Teradata R Package Function Reference - Modularity - Teradata R Package - Look here for syntax, methods and examples for the functions included in the Teradata R Package.

Teradata® R Package Function Reference

Product
Teradata R Package
Release Number
16.20
Published
February 2020
Language
English (United States)
Last Update
2020-02-28
dita:id
B700-4007
lifecycle
previous
Product Category
Teradata Vantage

Description

The Modularity (td_modularity_mle) function uses a clustering algorithm to detect communities in networks (graphs).
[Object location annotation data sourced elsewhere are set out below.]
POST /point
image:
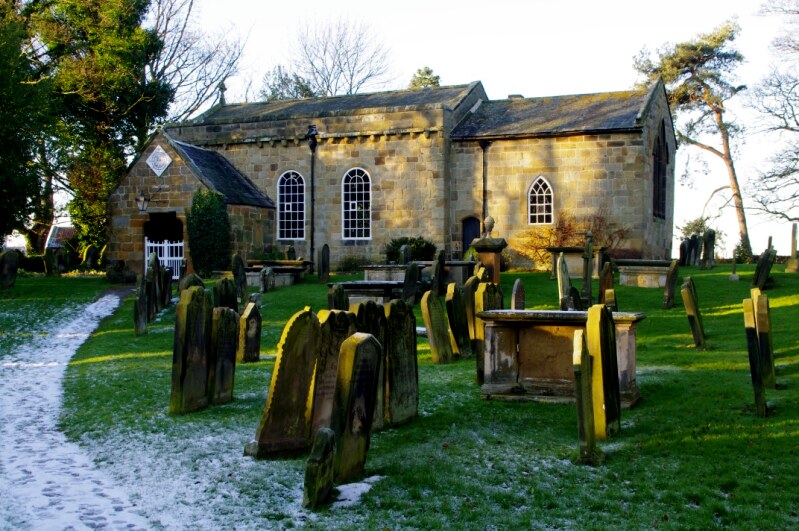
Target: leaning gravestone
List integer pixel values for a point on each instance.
(583, 374)
(691, 303)
(458, 321)
(222, 358)
(240, 277)
(436, 323)
(756, 368)
(334, 327)
(324, 264)
(249, 347)
(267, 277)
(225, 294)
(401, 372)
(318, 486)
(285, 427)
(193, 316)
(517, 296)
(671, 284)
(354, 403)
(337, 298)
(600, 336)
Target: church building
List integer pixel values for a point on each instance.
(356, 171)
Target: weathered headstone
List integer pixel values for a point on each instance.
(411, 283)
(222, 355)
(671, 284)
(249, 347)
(285, 425)
(401, 373)
(225, 294)
(600, 336)
(756, 368)
(691, 303)
(334, 327)
(354, 403)
(458, 321)
(267, 276)
(517, 295)
(583, 374)
(318, 486)
(192, 340)
(337, 298)
(437, 330)
(239, 278)
(324, 264)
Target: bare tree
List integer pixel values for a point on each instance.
(340, 58)
(193, 63)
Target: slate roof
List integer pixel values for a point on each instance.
(438, 97)
(220, 175)
(556, 115)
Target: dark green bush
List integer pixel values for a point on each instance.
(421, 249)
(208, 227)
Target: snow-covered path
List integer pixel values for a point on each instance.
(47, 482)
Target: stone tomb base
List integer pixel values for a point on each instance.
(528, 354)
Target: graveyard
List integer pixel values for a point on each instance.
(694, 451)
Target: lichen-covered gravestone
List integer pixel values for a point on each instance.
(249, 347)
(285, 427)
(458, 321)
(192, 339)
(222, 358)
(401, 370)
(354, 403)
(334, 327)
(437, 331)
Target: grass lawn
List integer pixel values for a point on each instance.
(692, 454)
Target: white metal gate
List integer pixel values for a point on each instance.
(170, 254)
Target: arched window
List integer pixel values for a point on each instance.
(539, 203)
(356, 205)
(660, 163)
(291, 206)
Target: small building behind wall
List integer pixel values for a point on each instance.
(148, 207)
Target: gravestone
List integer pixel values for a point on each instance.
(691, 303)
(324, 264)
(458, 321)
(222, 355)
(225, 294)
(140, 319)
(583, 374)
(517, 295)
(708, 249)
(405, 254)
(318, 486)
(187, 281)
(267, 276)
(487, 297)
(410, 283)
(285, 426)
(401, 371)
(672, 278)
(792, 264)
(239, 278)
(600, 337)
(337, 298)
(354, 403)
(192, 340)
(756, 369)
(249, 347)
(437, 331)
(334, 327)
(370, 318)
(606, 281)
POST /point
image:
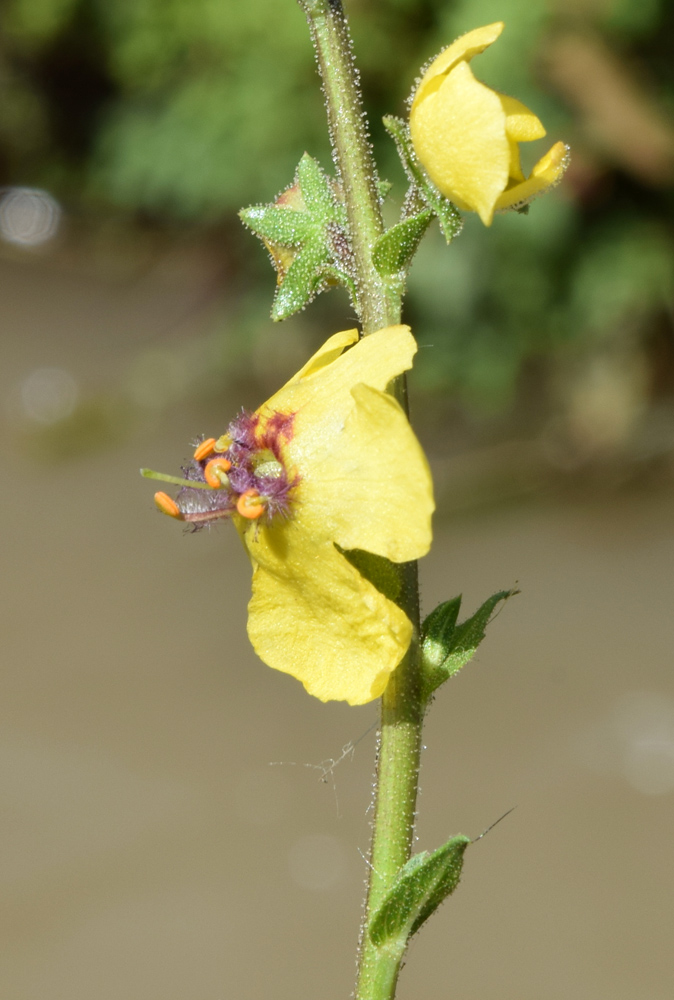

The function needs no prior knowledge or estimation of starting cluster centers and assumes no particular data distribution of the input data set.

Usage

  td_modularity_mle (
      vertices.data = NULL,
      edges.data = NULL,
      sources.data = NULL,
      target.key = NULL,
      edge.weight = NULL,
      community.association = NULL,
      resolution = 1,
      seed = 1,
      accumulate = NULL,
      vertices.data.sequence.column = NULL,
      edges.data.sequence.column = NULL,
      sources.data.sequence.column = NULL,
      vertices.data.partition.column = NULL,
      edges.data.partition.column = NULL,
      sources.data.partition.column = NULL
  )

Arguments

vertices.data

Required Argument.
Specifies the vertex tbl_teradata where each row represents a vertex of the graph.

vertices.data.partition.column

Required Argument.
Specifies Partition By columns for vertices.data.
Values to this argument can be provided as a vector, if multiple columns are used for partition.
Types: character OR vector of Strings (character)

edges.data

Required Argument.
Specifies an edge tbl_teradata where each row represents an edge of the graph.

edges.data.partition.column

Required Argument.
Specifies Partition by columns for edges.data.
Values to this argument can be provided as a vector, if multiple columns are used for partition.
Types: character OR vector of Strings (character)

sources.data

Optional Argument.
Specifies source vertices. This is a legacy tbl_teradata, which formerly required for directed graph. Function ignores this tbl_teradata and treats all graphs as undirected.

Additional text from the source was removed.